# Off Topic



## Utahgreenhead (Apr 28, 2009)

Guys, it's that time of year again when I owe the wife a nice dinner and night out on the town. Any suggestions of places to go in the Salt Lake area? I was thinking Spencer's, but I am open to any suggestions. I've heard lots about The Melting Pot, but it sounds kind of lame to me.


----------



## Bax* (Dec 14, 2008)

Melting Pot is a good place to go for dessert, but for dinner I'd pass....

Spencer's is great, never been disappointed.
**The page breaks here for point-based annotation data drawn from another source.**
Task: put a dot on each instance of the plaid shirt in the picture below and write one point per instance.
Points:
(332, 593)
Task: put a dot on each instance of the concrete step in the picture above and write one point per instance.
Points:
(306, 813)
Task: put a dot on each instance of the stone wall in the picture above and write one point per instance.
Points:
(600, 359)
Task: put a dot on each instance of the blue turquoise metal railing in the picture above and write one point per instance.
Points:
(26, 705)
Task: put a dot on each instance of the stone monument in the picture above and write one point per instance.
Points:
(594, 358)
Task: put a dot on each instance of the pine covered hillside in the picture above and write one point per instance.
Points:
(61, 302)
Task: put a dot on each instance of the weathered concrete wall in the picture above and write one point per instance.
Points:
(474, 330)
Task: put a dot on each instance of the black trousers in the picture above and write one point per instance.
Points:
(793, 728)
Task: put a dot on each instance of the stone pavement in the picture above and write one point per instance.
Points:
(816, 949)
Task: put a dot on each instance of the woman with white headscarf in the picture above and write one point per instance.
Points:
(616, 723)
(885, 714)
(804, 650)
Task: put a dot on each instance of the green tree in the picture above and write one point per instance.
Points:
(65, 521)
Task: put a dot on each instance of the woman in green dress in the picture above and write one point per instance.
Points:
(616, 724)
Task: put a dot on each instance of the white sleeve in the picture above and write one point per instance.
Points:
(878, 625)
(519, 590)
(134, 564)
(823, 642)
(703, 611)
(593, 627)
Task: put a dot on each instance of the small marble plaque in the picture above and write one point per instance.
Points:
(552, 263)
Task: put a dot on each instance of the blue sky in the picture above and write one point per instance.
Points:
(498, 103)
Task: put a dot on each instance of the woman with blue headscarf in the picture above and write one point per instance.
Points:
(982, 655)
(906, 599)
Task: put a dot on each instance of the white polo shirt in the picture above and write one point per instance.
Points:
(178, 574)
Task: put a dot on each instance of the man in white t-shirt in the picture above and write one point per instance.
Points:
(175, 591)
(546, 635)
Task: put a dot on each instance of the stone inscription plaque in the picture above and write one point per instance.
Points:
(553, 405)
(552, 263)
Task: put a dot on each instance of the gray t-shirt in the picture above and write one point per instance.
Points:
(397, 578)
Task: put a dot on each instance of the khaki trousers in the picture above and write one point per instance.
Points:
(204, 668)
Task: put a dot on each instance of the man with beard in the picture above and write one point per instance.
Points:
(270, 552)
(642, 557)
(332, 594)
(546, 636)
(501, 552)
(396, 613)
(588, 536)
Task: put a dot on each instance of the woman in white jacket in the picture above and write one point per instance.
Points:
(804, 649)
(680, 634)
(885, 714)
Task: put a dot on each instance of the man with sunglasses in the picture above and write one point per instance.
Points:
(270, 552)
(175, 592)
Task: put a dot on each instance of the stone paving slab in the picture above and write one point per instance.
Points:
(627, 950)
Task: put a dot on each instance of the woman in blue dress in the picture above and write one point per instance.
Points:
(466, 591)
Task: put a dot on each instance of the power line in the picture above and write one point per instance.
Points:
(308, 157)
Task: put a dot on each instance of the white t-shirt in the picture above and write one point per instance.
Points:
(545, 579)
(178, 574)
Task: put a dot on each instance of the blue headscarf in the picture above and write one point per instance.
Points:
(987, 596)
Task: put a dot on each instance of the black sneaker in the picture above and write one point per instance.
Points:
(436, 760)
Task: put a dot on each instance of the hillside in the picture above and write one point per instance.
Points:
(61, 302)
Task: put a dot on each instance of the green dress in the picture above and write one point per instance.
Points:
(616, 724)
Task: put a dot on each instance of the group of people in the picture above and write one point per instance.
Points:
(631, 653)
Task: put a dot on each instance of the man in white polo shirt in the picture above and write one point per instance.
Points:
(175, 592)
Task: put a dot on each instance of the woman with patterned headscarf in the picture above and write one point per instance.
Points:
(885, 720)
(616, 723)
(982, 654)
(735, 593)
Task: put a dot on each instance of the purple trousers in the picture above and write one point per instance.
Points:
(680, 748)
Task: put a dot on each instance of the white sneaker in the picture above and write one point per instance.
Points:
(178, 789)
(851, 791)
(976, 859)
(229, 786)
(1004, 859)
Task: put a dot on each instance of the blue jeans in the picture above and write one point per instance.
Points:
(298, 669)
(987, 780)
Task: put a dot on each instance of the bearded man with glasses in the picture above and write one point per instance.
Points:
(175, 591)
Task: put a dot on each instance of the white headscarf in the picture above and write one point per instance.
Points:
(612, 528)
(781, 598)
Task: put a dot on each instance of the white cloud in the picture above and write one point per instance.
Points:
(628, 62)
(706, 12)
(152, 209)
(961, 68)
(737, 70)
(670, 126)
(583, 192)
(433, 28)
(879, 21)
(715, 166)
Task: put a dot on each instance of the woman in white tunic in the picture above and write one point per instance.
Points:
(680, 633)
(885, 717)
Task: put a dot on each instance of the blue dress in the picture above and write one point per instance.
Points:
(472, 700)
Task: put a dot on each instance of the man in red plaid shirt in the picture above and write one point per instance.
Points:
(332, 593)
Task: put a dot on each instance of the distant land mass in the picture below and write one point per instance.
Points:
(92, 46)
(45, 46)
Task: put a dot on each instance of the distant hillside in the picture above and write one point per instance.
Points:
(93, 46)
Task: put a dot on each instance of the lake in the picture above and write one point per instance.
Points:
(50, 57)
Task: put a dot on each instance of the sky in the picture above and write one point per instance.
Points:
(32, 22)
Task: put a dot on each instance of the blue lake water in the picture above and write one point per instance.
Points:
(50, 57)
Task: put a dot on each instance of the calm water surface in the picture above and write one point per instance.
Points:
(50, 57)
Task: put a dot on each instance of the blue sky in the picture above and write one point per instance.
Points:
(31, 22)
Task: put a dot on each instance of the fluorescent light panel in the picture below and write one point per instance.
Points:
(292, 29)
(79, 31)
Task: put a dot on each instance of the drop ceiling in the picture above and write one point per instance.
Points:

Also take a look at Cocina Toscana, Martine Cafe, The Metropolitan, and Tuscany. All of these are great places


----------



## orvis1 (Sep 7, 2007)

Ruth Chris!


----------



## bwhntr (Sep 12, 2007)

orvis1 said:


> Ruth Chris!


+1!!!! Absolutely the best!


----------



## 10yearquest (Oct 15, 2009)

red igauna for some mole`


----------



## Riden (Jun 16, 2011)

red iguana is bangin ... la cailla or however the heck you spell it is pretty darn good to!


----------



## Huge29 (Sep 17, 2007)

There really is only one choice for the fellar who is a hunter and is looking for a place for supper with the wifey. Often have elk, bison, caribou, etc. and is the best food ever, gourmet crap and not that expensive, about $30 each. Tiburon in Sandy on 7th East about 82nd South. Good luck!


----------